4. **Error Analysis**: What types of texts are most challenging for self-identification?

## 🛠️ Development

### Adding New Models

Edit `config.yaml`:

```yaml
experiment:
  models:
    - name: "your-model/name:version"
      display_name: "Your Model"
      enabled: true
```

### Adding New Prompts

Edit the `prompts` list in `config.yaml`:

```yaml
experiment:
  prompts:
    - "Your new prompt here..."
```

### Extending Evaluation Tasks

The framework is designed for extensibility.
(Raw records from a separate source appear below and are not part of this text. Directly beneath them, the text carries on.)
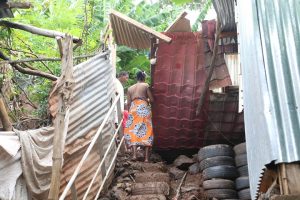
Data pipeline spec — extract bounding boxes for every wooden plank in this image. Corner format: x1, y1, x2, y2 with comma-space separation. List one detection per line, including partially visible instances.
117, 98, 125, 153
0, 97, 12, 131
165, 12, 192, 32
270, 195, 300, 200
71, 183, 78, 200
0, 2, 32, 9
110, 10, 172, 43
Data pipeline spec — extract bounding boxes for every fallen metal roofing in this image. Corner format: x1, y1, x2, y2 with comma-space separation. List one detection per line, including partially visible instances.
203, 90, 245, 146
109, 11, 171, 49
165, 12, 192, 32
49, 52, 115, 199
152, 32, 242, 149
237, 0, 300, 199
213, 0, 236, 32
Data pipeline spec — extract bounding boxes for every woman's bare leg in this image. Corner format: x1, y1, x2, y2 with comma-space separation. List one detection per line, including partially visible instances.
145, 147, 150, 162
132, 145, 136, 160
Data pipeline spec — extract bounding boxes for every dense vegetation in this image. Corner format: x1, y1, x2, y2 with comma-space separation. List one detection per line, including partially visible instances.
0, 0, 211, 128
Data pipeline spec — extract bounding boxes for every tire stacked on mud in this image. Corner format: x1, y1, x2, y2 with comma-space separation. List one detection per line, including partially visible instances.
233, 143, 251, 200
198, 144, 238, 199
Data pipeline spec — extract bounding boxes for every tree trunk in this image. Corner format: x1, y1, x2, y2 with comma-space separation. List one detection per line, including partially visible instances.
0, 20, 81, 43
0, 97, 12, 131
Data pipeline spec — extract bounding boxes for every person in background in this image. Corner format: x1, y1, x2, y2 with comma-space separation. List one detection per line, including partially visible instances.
124, 71, 153, 162
115, 71, 129, 114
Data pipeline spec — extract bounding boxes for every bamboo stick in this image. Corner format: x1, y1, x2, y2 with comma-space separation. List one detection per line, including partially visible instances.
0, 20, 81, 43
196, 22, 221, 116
48, 36, 73, 200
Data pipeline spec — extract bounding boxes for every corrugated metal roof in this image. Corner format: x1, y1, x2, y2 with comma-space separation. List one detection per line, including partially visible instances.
152, 32, 207, 149
49, 52, 114, 199
203, 88, 245, 146
152, 32, 238, 149
238, 0, 300, 198
109, 11, 171, 49
213, 0, 236, 32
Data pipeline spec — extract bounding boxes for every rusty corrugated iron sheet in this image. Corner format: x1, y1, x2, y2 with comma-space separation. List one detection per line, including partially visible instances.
237, 0, 300, 199
212, 0, 236, 32
49, 52, 114, 199
109, 11, 171, 49
152, 32, 237, 149
152, 32, 207, 149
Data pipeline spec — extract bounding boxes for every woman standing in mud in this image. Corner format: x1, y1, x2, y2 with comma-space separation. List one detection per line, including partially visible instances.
124, 71, 153, 162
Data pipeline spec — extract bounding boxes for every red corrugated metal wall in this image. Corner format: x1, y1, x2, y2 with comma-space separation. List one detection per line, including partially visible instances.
152, 32, 208, 149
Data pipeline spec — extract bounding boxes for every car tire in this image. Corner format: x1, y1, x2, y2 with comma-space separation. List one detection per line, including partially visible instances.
198, 144, 234, 162
205, 189, 237, 199
203, 179, 235, 190
202, 165, 238, 180
235, 176, 249, 190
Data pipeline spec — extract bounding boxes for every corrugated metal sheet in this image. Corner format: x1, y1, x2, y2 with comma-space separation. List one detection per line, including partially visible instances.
109, 11, 171, 49
50, 52, 114, 199
238, 0, 300, 198
152, 32, 239, 149
213, 0, 236, 32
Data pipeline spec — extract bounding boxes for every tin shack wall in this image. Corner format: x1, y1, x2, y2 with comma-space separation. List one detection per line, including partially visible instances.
237, 0, 300, 198
54, 52, 115, 199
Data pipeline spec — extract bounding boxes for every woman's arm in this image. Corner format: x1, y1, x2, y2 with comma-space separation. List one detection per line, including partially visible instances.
147, 87, 154, 103
127, 91, 131, 111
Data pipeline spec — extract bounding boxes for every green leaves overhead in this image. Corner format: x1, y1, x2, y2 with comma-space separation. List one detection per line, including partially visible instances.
172, 0, 193, 4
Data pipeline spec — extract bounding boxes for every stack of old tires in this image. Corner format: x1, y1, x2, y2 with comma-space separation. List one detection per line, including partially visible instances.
198, 144, 238, 199
233, 143, 251, 200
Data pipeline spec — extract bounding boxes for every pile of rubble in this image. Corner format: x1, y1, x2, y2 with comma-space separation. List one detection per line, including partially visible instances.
100, 151, 207, 200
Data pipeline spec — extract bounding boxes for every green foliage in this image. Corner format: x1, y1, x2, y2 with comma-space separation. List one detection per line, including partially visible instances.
172, 0, 193, 4
192, 0, 212, 31
0, 0, 209, 128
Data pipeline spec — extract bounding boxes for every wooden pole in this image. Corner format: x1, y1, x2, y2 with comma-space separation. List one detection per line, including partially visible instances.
196, 22, 221, 116
0, 20, 81, 43
48, 35, 74, 200
0, 97, 12, 131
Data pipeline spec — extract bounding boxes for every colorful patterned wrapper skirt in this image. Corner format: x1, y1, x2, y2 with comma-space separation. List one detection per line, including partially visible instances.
124, 99, 153, 146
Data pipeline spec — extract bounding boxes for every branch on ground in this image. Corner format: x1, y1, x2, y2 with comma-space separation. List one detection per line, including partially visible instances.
0, 20, 81, 43
0, 51, 58, 81
0, 54, 97, 64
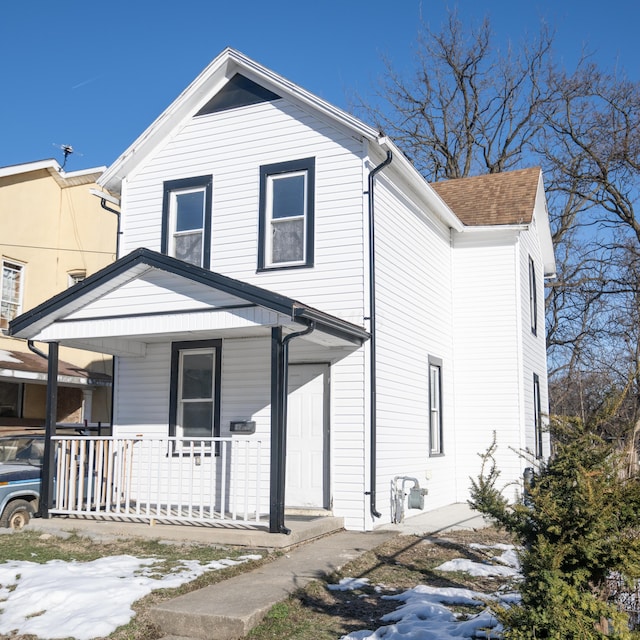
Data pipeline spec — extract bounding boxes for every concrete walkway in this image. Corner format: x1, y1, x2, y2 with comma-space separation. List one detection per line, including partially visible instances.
152, 504, 486, 640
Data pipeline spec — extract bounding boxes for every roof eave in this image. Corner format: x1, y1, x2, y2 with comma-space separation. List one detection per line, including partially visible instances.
377, 136, 464, 231
98, 48, 378, 194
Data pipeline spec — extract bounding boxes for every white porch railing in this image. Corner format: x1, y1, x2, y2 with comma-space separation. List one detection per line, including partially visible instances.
49, 436, 269, 525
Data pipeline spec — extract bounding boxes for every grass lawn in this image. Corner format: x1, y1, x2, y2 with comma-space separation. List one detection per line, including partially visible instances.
0, 529, 508, 640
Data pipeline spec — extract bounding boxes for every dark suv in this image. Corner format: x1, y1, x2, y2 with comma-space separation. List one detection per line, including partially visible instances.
0, 435, 44, 529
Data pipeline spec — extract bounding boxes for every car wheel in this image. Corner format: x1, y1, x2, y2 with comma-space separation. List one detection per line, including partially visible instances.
0, 500, 34, 531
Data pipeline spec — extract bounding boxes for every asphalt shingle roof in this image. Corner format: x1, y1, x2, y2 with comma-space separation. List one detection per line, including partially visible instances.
431, 167, 540, 226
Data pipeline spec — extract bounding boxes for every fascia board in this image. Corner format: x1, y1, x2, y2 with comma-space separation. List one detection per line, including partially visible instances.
0, 158, 61, 178
97, 48, 378, 194
229, 50, 379, 140
377, 137, 464, 231
534, 171, 556, 278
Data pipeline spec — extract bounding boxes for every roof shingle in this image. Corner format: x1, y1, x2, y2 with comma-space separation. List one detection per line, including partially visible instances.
431, 167, 540, 226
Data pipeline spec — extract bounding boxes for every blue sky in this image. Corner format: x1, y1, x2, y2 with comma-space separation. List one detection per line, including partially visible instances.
0, 0, 640, 171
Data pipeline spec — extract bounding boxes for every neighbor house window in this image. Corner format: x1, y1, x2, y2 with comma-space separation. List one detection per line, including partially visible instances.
169, 340, 222, 440
68, 269, 87, 287
0, 260, 24, 329
529, 258, 538, 335
429, 358, 444, 456
258, 158, 315, 269
161, 176, 212, 269
533, 373, 542, 458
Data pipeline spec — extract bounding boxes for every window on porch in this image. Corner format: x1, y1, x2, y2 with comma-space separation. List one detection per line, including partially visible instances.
169, 340, 221, 439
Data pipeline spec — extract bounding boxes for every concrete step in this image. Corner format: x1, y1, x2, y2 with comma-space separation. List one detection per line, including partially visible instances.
152, 531, 395, 640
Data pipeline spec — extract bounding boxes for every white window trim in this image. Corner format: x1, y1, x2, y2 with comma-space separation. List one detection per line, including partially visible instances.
258, 157, 316, 272
429, 358, 444, 456
0, 258, 26, 332
168, 186, 207, 266
529, 256, 538, 336
176, 347, 217, 440
265, 169, 309, 267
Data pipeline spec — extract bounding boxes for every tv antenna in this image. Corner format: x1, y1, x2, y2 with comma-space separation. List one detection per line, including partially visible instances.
53, 142, 82, 171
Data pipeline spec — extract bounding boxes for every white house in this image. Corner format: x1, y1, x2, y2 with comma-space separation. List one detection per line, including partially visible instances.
10, 49, 554, 532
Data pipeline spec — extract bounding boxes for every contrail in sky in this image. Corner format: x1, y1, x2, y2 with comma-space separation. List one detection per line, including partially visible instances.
71, 76, 100, 90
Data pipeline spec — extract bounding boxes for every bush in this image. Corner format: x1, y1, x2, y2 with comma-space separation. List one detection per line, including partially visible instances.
469, 420, 640, 640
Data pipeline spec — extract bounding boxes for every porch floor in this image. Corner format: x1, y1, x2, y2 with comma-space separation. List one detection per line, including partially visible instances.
27, 515, 344, 549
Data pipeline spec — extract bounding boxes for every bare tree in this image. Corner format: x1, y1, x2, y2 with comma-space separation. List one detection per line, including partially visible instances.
360, 13, 640, 432
360, 13, 553, 181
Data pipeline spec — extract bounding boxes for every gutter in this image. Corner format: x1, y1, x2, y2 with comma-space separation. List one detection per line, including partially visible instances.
89, 189, 122, 260
365, 150, 393, 518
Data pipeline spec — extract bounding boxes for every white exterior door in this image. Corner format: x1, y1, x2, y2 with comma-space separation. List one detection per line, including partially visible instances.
285, 364, 329, 509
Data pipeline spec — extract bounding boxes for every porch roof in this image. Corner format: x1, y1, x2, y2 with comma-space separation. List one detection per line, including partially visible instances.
0, 349, 111, 387
9, 248, 369, 355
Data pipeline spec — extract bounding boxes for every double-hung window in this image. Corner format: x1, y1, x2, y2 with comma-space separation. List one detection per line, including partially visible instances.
169, 340, 222, 440
162, 176, 212, 269
529, 258, 538, 336
429, 358, 444, 456
0, 260, 24, 329
258, 158, 315, 269
533, 373, 542, 458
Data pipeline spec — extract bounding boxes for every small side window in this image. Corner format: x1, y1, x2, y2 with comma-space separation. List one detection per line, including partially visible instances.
533, 373, 542, 458
258, 158, 315, 269
529, 258, 538, 336
162, 176, 212, 269
429, 358, 444, 456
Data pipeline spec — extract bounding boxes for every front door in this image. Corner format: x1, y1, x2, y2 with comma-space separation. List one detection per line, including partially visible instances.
285, 364, 329, 509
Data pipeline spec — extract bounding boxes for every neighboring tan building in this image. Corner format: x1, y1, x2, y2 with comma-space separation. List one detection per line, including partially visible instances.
0, 159, 118, 426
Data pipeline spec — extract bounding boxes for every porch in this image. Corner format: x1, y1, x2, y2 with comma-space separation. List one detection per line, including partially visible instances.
10, 249, 369, 534
40, 436, 343, 548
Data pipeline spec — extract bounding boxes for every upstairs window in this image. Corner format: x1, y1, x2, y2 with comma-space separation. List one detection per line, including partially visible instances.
0, 260, 24, 329
529, 258, 538, 336
258, 158, 315, 269
429, 358, 444, 456
162, 176, 212, 269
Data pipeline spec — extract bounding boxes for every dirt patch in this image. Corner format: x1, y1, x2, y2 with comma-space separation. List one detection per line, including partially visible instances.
249, 529, 510, 640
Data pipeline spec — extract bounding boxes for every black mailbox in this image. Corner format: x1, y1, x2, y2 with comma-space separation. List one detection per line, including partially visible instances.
230, 420, 256, 435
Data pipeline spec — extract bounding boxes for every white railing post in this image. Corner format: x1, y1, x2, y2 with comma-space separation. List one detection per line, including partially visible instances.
51, 436, 268, 525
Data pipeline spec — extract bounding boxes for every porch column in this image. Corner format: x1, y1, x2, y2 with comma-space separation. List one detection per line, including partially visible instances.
38, 342, 58, 518
80, 389, 93, 424
269, 327, 288, 533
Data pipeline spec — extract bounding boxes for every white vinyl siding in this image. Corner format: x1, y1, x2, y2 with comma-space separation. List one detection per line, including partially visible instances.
121, 100, 366, 324
454, 231, 531, 499
375, 172, 456, 518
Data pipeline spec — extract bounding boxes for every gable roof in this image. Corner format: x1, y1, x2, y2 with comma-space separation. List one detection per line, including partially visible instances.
98, 47, 379, 194
431, 167, 541, 226
9, 248, 370, 344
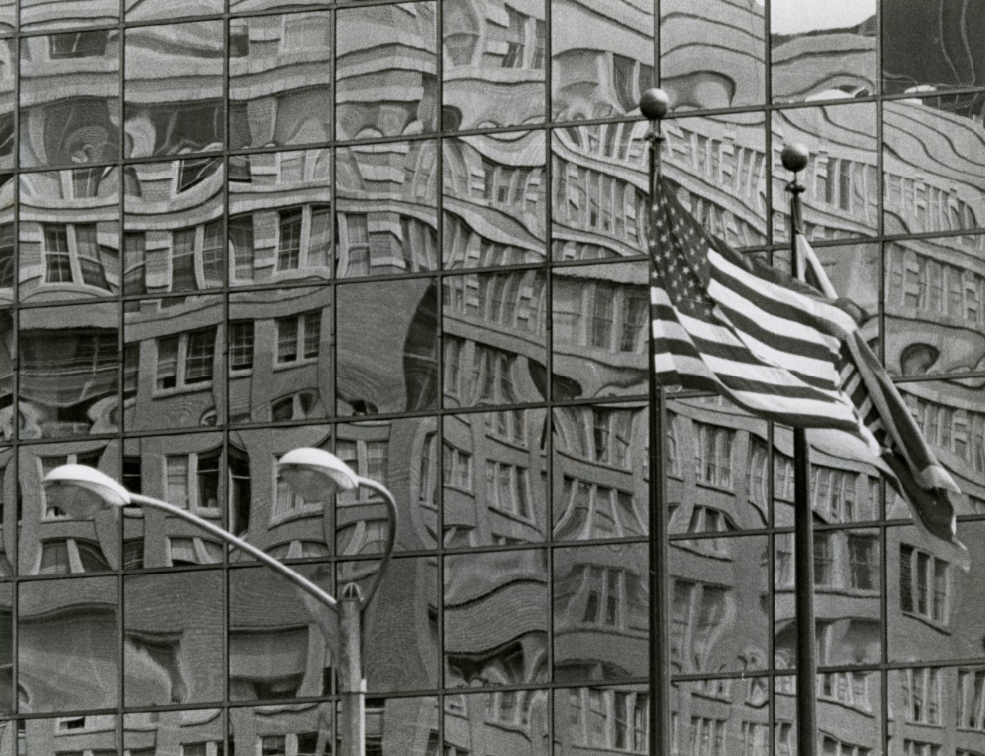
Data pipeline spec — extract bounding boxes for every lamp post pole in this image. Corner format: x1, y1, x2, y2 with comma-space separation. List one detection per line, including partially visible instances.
339, 583, 366, 756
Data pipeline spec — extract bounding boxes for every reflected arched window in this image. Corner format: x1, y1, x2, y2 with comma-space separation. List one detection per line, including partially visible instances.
900, 344, 940, 375
444, 0, 479, 66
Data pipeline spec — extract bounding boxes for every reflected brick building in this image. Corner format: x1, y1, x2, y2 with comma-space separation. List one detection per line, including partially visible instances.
0, 0, 985, 756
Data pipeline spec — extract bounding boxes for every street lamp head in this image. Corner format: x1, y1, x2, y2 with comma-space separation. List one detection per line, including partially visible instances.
42, 465, 130, 519
277, 449, 359, 501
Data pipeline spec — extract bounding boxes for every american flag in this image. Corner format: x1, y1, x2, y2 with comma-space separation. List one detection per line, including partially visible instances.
649, 181, 960, 547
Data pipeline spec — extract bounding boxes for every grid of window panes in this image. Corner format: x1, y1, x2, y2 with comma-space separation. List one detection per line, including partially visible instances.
0, 0, 985, 756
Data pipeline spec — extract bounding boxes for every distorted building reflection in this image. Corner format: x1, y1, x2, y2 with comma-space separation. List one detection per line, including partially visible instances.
0, 0, 985, 756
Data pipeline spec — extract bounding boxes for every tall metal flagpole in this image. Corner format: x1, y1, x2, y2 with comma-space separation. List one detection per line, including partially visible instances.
640, 88, 672, 754
780, 144, 817, 756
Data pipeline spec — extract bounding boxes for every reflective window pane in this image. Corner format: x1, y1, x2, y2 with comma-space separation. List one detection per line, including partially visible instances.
882, 95, 985, 234
774, 529, 882, 672
551, 0, 652, 121
125, 709, 225, 756
889, 667, 948, 732
442, 270, 547, 407
19, 167, 120, 303
123, 570, 223, 706
18, 303, 120, 438
19, 714, 119, 756
124, 21, 225, 157
17, 577, 120, 712
443, 131, 547, 268
886, 384, 985, 502
553, 544, 650, 683
228, 565, 339, 701
226, 703, 336, 756
335, 2, 438, 139
660, 113, 778, 247
770, 0, 878, 102
444, 549, 549, 688
553, 404, 649, 540
226, 287, 332, 426
773, 103, 879, 239
660, 0, 767, 110
123, 296, 226, 430
20, 29, 120, 171
669, 536, 772, 675
444, 410, 547, 548
336, 557, 440, 692
0, 39, 10, 179
664, 396, 772, 536
20, 0, 120, 31
445, 690, 558, 756
554, 685, 648, 756
336, 141, 439, 278
17, 441, 118, 575
123, 158, 228, 294
552, 263, 650, 401
229, 13, 332, 149
442, 0, 547, 130
885, 236, 985, 380
227, 149, 336, 286
551, 121, 649, 260
0, 584, 14, 716
0, 309, 12, 434
882, 0, 985, 93
335, 278, 438, 415
227, 426, 335, 562
116, 433, 224, 570
124, 0, 225, 21
886, 522, 985, 663
335, 418, 438, 557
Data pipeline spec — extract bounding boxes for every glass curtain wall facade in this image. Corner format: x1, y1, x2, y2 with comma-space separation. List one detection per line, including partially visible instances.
0, 0, 985, 756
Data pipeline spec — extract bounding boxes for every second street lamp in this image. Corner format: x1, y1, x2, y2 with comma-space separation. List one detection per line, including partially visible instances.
43, 449, 397, 756
277, 448, 397, 756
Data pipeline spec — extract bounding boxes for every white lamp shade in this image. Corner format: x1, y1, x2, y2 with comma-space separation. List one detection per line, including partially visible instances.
277, 449, 359, 501
42, 465, 130, 519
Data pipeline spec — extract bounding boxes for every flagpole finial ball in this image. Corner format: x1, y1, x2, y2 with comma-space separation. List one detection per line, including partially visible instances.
780, 142, 811, 173
640, 87, 670, 121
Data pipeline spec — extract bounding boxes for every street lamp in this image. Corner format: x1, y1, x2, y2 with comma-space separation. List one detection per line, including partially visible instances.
277, 448, 397, 756
43, 449, 397, 756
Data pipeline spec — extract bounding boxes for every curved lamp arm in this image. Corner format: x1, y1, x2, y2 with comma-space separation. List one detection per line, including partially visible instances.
129, 493, 336, 610
356, 476, 397, 609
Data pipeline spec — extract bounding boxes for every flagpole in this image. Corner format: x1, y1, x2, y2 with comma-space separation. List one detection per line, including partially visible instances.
640, 88, 672, 756
780, 144, 817, 756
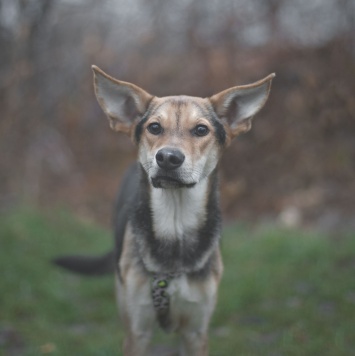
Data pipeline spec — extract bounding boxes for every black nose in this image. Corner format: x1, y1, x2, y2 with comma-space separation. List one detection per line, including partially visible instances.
155, 147, 185, 170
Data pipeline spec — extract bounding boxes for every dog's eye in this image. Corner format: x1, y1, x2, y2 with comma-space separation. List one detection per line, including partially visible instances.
193, 125, 210, 137
148, 122, 163, 135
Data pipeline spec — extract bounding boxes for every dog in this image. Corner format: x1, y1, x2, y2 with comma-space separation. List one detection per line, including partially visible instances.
56, 66, 275, 356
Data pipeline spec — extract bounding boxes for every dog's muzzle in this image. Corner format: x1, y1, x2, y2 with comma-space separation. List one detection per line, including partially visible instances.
155, 147, 185, 171
152, 147, 196, 189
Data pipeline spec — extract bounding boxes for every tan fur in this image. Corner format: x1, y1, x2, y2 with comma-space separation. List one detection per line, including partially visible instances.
93, 66, 274, 356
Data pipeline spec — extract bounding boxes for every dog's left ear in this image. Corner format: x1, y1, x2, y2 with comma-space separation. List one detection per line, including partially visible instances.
210, 74, 275, 138
91, 66, 153, 134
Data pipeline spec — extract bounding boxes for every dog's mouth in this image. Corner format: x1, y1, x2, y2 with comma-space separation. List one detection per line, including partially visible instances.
151, 175, 196, 189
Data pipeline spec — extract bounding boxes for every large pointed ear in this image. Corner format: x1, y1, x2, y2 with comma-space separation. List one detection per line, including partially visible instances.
91, 66, 153, 133
210, 74, 275, 138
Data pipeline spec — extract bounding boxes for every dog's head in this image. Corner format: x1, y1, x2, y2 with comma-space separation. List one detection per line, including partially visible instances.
92, 66, 275, 188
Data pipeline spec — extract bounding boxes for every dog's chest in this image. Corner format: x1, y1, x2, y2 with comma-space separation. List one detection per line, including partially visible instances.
151, 180, 208, 240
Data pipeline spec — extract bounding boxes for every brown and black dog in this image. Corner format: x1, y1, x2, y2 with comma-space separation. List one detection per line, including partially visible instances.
56, 66, 274, 356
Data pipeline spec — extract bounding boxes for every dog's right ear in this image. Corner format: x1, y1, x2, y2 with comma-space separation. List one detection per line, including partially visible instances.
91, 66, 153, 134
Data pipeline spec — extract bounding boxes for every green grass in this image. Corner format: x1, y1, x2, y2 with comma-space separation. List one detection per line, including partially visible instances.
0, 209, 355, 356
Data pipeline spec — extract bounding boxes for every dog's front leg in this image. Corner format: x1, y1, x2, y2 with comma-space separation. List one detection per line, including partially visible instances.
123, 330, 151, 356
180, 331, 208, 356
117, 271, 155, 356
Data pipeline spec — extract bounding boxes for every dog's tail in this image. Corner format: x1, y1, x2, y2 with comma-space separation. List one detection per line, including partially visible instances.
53, 251, 115, 276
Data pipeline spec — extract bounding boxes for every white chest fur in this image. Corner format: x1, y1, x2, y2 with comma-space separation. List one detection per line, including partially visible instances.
151, 179, 208, 239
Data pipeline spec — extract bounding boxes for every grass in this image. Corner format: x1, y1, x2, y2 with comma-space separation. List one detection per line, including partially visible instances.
0, 209, 355, 356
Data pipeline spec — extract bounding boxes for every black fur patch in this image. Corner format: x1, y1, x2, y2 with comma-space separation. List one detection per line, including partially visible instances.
132, 168, 221, 272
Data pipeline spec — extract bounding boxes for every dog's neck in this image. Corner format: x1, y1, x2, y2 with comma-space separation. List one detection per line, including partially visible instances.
131, 165, 221, 273
150, 179, 209, 240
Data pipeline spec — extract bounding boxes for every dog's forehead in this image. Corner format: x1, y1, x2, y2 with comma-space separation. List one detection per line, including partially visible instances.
151, 95, 211, 119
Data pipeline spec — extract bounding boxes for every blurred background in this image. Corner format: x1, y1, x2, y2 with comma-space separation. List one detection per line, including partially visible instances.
0, 0, 355, 230
0, 0, 355, 356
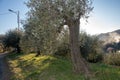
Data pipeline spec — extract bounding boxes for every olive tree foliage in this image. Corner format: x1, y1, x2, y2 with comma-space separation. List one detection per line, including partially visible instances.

New evaluation tasks can be added by:

1. Adding to the `EvaluationTask` enum in `src/evaluator.py`
2. Implementing the evaluation logic in `ModelIdentificationEvaluator`
3. Adding visualization support in `ResultsVisualizer`

### Customizing Visualizations

All plots use consistent formatting:
- **Font size**: 20pt for all text elements (publication-ready)
- **No titles**: Clean plots without titles (add your own in papers/presentations)
- **PDF default**: High-quality vector format for publications
- **Customizable**: Easy to modify colors, styles, and layout in `src/visualizer.py`

## 📈 Understanding Results

### Expected Patterns:

1. **Self-Awareness**: Models should show higher accuracy on their own texts
2. **Style Recognition**: Models with distinct writing styles should be easier to identify
3. **Task Sensitivity**: Binary tasks might show different patterns than exact prediction

## 🔧 Flexible Evaluation Examples

### Different Evaluator Models
```bash
# Use specific models as evaluators (not in generation set)
ai-self-awareness evaluate --evaluator-models "anthropic/claude-3-haiku:beta,openai/gpt-3.5-turbo"

# Evaluate with just one model
ai-self-awareness evaluate --evaluator-models "moonshotai/kimi-k2:free" --task binary
```

### Cross-Model Analysis
```yaml
# config.yaml - Generate with 2 models, evaluate with 4 different models
generation:
  models:
    - name: "model-a"
      display_name: "Model A"
    - name: "model-b" 
      display_name: "Model B"

evaluation:
  evaluator_models:
    - name: "model-c"
      display_name: "Model C"
    - name: "model-d"
      display_name: "Model D"
    - name: "model-e"
      display_name: "Model E"
    - name: "model-f"
      display_name: "Model F"
```

### Task-Specific Evaluation
```bash
# Run only binary self-identification
ai-self-awareness evaluate --task binary

# Run both tasks with custom evaluators
ai-self-awareness evaluate --task both --evaluator-models "model1,model2,model3"
```

### Potential Findings:

- Models may have characteristic "signatures" in their generated text
- Some models may be more consistent in their style than others
- The self-awareness effect may vary by prompt type or text length

## 🤝 Contributing

1. Fork the repository
2. Create a feature branch
3. Make your changes
4. Add tests if applicable
5. Submit a pull request

## 📄 License

MIT License - see LICENSE file for details.

## 🙏 Acknowledgments

This research framework uses:
- [OpenRouter](https://openrouter.ai/) for AI model access
- Various free-tier AI models for text generation and evaluation
- Python ecosystem tools for data processing and visualization

Note that data is too large to be included. We include our pipeline for generating the data. Our dataset will be made publicly available with the publication of the paper.